What we have with Phil Maggi’s ‘Ghost Love’ is a set of tracks that visits various outposts of experimental music and wraps them up into something that shimmers with droning organic ambience on one hand; on the other it guides the listener through a quasi-ritualistic experience set out through primitive percussive or mechanical rhythms, captured ethnic vocal loops and even some Leyland Kirby-esque ‘hauntology’ (most obviously on the closing track) to push the unsettling atmosphere and support the record’s title.
And unsettling really is the word for the majority of this album. Tracks like ‘Hordes’ and ‘Meshes, Ashes’ seem to possess a sense of dread, steeped in weird history and darkly enchanting like uncovered sonic relics of a long abandoned time in a distant place.
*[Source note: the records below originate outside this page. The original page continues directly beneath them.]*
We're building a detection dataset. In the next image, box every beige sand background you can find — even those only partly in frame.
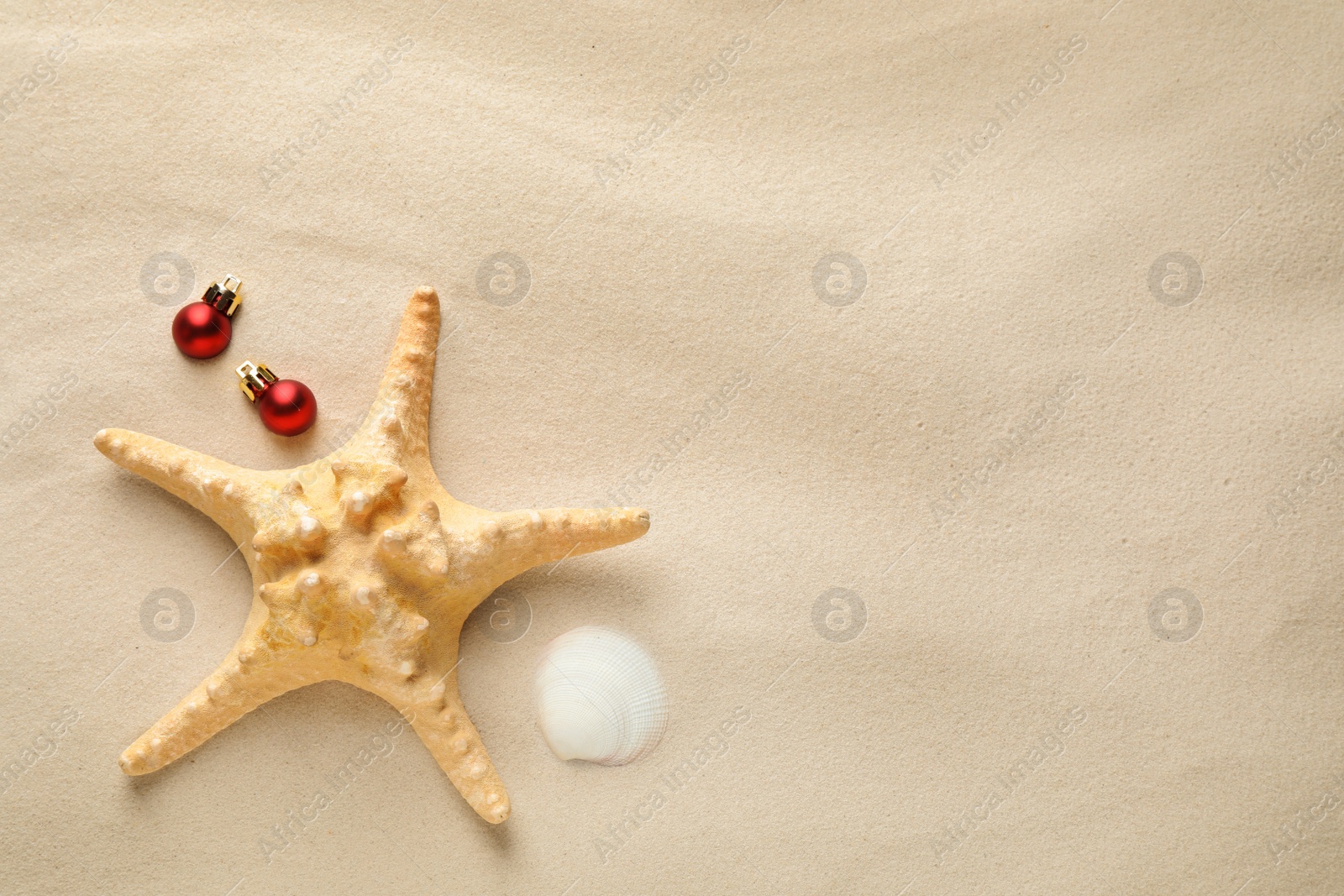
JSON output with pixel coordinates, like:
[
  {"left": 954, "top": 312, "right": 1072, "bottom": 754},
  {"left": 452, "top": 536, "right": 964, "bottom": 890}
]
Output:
[{"left": 0, "top": 0, "right": 1344, "bottom": 896}]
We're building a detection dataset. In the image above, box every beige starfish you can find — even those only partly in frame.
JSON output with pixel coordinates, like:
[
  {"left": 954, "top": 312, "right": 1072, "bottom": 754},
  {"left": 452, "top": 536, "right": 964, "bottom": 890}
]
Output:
[{"left": 94, "top": 287, "right": 649, "bottom": 824}]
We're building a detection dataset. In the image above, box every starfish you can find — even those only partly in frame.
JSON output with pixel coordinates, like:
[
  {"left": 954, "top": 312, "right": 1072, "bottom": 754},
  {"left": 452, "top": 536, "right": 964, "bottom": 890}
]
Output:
[{"left": 94, "top": 286, "right": 649, "bottom": 824}]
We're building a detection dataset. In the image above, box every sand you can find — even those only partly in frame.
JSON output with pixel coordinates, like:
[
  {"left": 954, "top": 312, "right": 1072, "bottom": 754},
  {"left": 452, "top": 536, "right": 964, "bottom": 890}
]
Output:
[{"left": 0, "top": 0, "right": 1344, "bottom": 896}]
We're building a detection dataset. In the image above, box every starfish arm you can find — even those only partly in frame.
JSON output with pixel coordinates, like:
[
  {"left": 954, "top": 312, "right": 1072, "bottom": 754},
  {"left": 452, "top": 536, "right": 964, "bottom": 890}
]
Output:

This seems to overlap into something more exotic as the ever changing locational character of other tracks aim to place us, briefly, in one of a variety of surreal climates. And again, the exoticism then overlaps with the aforementioned ambience that makes up a large part of the album’s lighter side, more in tune with the kind of delicate ambience you might expect from one of the wide selection of artist operating under the swollen ambient / drone umbrella. Though these tracks contrast notably with the otherness (Andrew Liles mastered this, which makes a strange kind of sense) they make for an album overview which is unpredictable, intriguing and fairly unique in it’s ability to smartly combine the ambient with the avant-garde. ‘Slavery’ is perhaps the finest example of this – a simple, Ous Mal sounding ostinato backed with layers of vocals and slapped drums that continues for six decidedly beautiful minutes.
And that, in a nutshell, is I think how this album succeeds. On paper it could easily be expected to form a bit of a mess, contrasting ideas not working together but cancelling each other out and weakening the overall work. It is not so. ‘Ghost Love’ bravely attempts to meld these and the result is an album full of artifacts to pick through, get lost in and emerge satisfied despite being none the wiser about what the last forty two minutes mean and why the sounds have been married as they have… the lack of resolution one might feel at perhaps never knowing this only adds to its mystifying personality.